Mercedes-Benz delivers first Econic Euro VI with natural gas drive
Denise Gray to become CEO of Li-ion battery supplier LG Chem Power

Volkswagen AG to refit diesel vehicles with EA 189 EU5 engines; solution to be presented by end of October

Volkswagen AG announced that it will retrofit the some 11 million vehicles equipped with the 2.0-liter EA 189 Euro 5 diesel tainted by the software emissions defeat device. (Earlier post.) New vehicles with EU6 engines currently available are not affected by the cheat, Volkswagen said.

The scope of the retrofit is not yet clear—e.g., software only, or software and new hardware—but Volkswagen and the other Group brands whose vehicles are affected will present the technical solutions and measures to the responsible authorities in October.

As a first step, Volkswagen will inform the customers affected that the emissions characteristics of their vehicles will be corrected in the near future. All vehicles are technically safe and roadworthy, although non-compliant with emissions standards.

Customers with these vehicles will be kept informed over the coming weeks and months. All of the Group brands affected will set up national websites to update customers on developments.

An internal Volkswagen evaluation established that a service procedure will be required for some five million vehicles from the Volkswagen Passenger Cars brand out of a total eleven million Group vehicles worldwide.
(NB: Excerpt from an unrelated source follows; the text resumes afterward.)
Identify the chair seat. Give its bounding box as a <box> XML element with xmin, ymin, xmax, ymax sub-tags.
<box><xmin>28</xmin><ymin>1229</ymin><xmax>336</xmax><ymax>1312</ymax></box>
These vehicles from certain models and model years (such as the sixth generation Volkswagen Golf, the seventh generation Volkswagen Passat or the first generation Volkswagen Tiguan) are fitted with Type EA 189 diesel engines.

Other Volkswagen Group brands affected include Audi (2.1 million vehicles worldwide) and Škoda (1.2 million worldwide).



Since the cars are capable of meeting the certification conditions when the software is set for them, it's obvious that the retrofit will be software-only.

Brent Jatko

But will performance be the same after the defeat device is deleted?

Dr. Strange Love

Performance will not be the same unless there are offsetting HW changes. The SW will downgrade boost, increase EGR and I believe require more fuel for the NOx trap regeneratation.


My guess is they'll triple the AdBlue (Urea solution for reducing NOx) consumption from what they're using now. So it will be 1 liter for 333km instead of 1000km.

At $3 per liter that goes from 0.3 cents per mile to 0.9 cents per mile, a $72 per year hit for a 12,000 mile per year driver, paid for by Volkswagen.

I'm not sure if if extensive boost/EGR changes will be needed in that scenario.

Filipe Gonçalves

Apparently the cars affected do not use SCR so, if the solution come with only a software update, probably the major problems for owners will be the increase of consumptions.

Dave R

Filipe, VW TDIs both with and without SCR were found to vastly exceed USA regulated NOx emissions levels on the road while on the dyno they failed.




@EP, they already tried a software fix at the last recall on the insistence of the EPA, it didn't work, hence this great debacle. The rolling road map itself probably gives unacceptable real world driveability/economy.


If they do a s/w fix and it reduces the power and increases fuel consumption, you can be sure that a grey industry will spring up to set the car back to or near to it's original programming.

If they triple the urea consumption, they'll have to increase the Urea tank size or the drivers will become very unhappy.

Dr. Strange Love

From what I have read for US 2L Diesel models, only the 2013+ Passats are equiped with UREA.

The predominate setup for 2009+ is basic.

I rememeber VW in their "Smack Talk" back in 2007/2008 saying how their NOx trap would do the job without UREA/SCR.

They fooled us for a while. Now they are the Fools.

### Pure Stupidity ###


Ah, I see. I didn't realize so few models had urea injection.

Yeah, I don't see a clear way forward with VW in that case for USA emissions.

They'll need to retrofit in an SCR solution to pass. That or put an entirely new engine in. I don't see software tweaks cutting it.

Perhaps regulators may let them spend a handful of billions on fixed power plant NOx reduction upgrades if that turns out to be significantly cheaper than fixing the cars.

Bob Wallace

VW is in a world of hurt. I've seen no one suggest a real fix (new engines are unlikely to happen).

Their solution might be a cash rebate to owners to make up for poorer fuel mileage and a buyback program for those who won't accept the cash. Buy at used car prices and sell into a market with lower/no emission standards.

And that just takes care of unhappy customers. Dangling parts are likely be put in clamps by governments who go after fraud and other issues.

Dr. Strange Love

Bob. World of hurt sums it up. A real Rocky Horror Picture Show. Management is praying that this will play out nicely. It won't.


@Bob Wallace

TDIs are supposed to replace the timing belt at about 110,000 miles; that labor is synergistic with an engine rebuilt/refurbished for lower emissions (timing belt is about half the cost of an engine swap). I wouldn't be surprised if we see rebuilt engines as being part of a recall, at least for higher mileage TDIs.

The comments to this entry are closed.